Unlike traditional compatibilizers that use small organic or inorganic molecules, the polyolefin-based approach offered significant advantages. When heated during recycling, the new additives maintained material colour and clarity, improved mechanical properties, extended the usable life and critically, bring recycled materials closer to the performance of virgin plastics.

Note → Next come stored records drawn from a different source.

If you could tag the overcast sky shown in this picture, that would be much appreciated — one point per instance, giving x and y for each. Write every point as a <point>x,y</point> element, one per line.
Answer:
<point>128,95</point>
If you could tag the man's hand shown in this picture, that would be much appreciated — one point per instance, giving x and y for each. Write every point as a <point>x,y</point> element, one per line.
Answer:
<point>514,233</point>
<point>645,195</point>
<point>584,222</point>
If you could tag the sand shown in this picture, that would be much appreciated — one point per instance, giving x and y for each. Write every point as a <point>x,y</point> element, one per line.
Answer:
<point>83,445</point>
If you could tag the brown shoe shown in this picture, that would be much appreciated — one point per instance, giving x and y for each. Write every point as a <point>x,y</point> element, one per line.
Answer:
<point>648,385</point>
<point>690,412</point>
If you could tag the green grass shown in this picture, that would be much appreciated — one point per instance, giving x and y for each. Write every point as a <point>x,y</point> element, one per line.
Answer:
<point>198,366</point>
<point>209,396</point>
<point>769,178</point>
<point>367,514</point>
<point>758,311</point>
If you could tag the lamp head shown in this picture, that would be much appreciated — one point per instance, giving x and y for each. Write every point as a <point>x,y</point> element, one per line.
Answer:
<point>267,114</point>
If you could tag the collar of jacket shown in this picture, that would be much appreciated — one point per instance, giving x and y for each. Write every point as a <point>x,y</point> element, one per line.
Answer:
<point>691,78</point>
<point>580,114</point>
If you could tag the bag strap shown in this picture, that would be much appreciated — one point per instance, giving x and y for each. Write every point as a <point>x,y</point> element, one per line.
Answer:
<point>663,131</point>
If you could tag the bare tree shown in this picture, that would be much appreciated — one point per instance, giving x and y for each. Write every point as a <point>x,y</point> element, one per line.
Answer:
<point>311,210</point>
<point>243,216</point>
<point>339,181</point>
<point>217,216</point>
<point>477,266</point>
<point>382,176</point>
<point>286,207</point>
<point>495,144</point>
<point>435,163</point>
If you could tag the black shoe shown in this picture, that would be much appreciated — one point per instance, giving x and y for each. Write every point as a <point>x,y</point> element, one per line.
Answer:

A promising step towards a more sustainable, circular plastics economy.

The IAA Doctoral Impact Partnership helped to transform Dr Collins Rice's breakthrough catalyst technology from an exciting laboratory discovery to a platform with demonstrable industrial applications.

'In the lab, we noticed that we had made one of the least fussy catalysts around, seemingly able to polymerise anything we threw at it with remarkable tunability,' said Dr Collins Rice. 'The challenge was turning this unique chemistry into valuable scalable real-world impact, and the IAA was a crucial first step to realising the potential applications of this technology.'


Next steps

Post-IAA, the PHENI* catalyst technology is closer to fulfilling its promise as a high-performance, tuneable polymerisation platform that contributes to realising a circular economy for plastics.

Key partnerships have been established with industrial specialists Norner AS and SENFI to advance Dr Collins Rice’s technology towards commercial readiness while exploring new market opportunities.

The ongoing collaboration with the Department of Chemistry continues to drive innovation forward. Dr Collins Rice now employed by SCG maintains a strong connection with Professor O'Hare's research group, ensuring continuity and knowledge transfer.